This Is What This Is
There is a bus tour company called Bus Tour B that runs a tour circuit around People’s Square, the Bund, and Xintiandi. There are several stops along a few different routes, and tourists pay a flat fee at the beginning to have access to these buses. They can get out at the stops at their leisure and then hop on the next bus that comes by. Along with the normal buses that run the circuit every 10 minutes or so is the recently launched Barbie Dream Bus — the Barbie Dream Bus! — which is a Barbie-themed double-decker tour bus tricked out in pink plush finery, a Barbie doll installation centerpiece, Barbie photographic memorabilia, Barbie-themed video displays, a cabaret-style make-up dresser and mirror, and a surly, chain-smoking bus driver to ahem… drive the experience home!
This is the promotional text from the website run through Google Translate which encapsulates the experience better that I ever could.

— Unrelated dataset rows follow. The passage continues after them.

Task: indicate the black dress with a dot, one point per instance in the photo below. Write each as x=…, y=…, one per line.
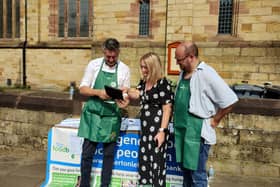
x=152, y=165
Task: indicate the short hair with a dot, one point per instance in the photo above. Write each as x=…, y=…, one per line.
x=111, y=44
x=191, y=49
x=153, y=63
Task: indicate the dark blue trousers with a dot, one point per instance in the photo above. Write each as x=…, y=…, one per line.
x=197, y=178
x=88, y=151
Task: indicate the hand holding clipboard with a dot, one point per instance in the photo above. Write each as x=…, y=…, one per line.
x=114, y=93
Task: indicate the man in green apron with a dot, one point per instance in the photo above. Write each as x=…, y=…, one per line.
x=202, y=99
x=101, y=119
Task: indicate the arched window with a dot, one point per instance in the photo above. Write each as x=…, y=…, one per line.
x=225, y=17
x=144, y=17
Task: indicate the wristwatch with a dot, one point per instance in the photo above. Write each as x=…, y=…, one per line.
x=163, y=130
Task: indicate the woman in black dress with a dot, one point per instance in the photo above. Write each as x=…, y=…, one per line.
x=156, y=97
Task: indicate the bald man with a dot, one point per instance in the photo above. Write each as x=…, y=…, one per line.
x=202, y=99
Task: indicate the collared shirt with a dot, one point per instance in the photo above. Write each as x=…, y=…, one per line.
x=209, y=92
x=94, y=66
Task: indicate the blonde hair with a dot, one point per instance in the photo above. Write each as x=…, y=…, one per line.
x=153, y=64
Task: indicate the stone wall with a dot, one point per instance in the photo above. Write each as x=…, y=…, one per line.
x=250, y=53
x=248, y=139
x=26, y=130
x=247, y=145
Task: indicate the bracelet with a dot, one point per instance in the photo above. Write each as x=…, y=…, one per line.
x=163, y=130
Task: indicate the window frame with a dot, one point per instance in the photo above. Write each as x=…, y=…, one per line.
x=149, y=19
x=234, y=19
x=15, y=20
x=78, y=25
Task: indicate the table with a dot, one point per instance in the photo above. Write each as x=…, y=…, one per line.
x=64, y=150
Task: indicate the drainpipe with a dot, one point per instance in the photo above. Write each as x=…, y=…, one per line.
x=24, y=49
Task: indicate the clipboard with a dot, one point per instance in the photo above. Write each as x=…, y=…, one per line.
x=114, y=93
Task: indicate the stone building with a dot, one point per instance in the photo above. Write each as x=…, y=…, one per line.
x=46, y=44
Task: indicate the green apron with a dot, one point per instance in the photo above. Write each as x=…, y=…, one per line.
x=187, y=128
x=101, y=120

Dream Bus will bring what wonderful experience?
Interactive experience: want to dream like a star in general star shine? Dream Bus in the road will start a series of "scouting" sea election, if you dream bus has a fanatical love of the hero, you want to have the courage and wisdom of the hero, please be brave to show, maybe you are our next Station Barbie Princess, the next stop Forest Prince! Standing confidently under the spotlight, stick to their dreams, you are the best!
Let those last words bloom in our minds as we ride the Dream Bus to the Bund together, my friends.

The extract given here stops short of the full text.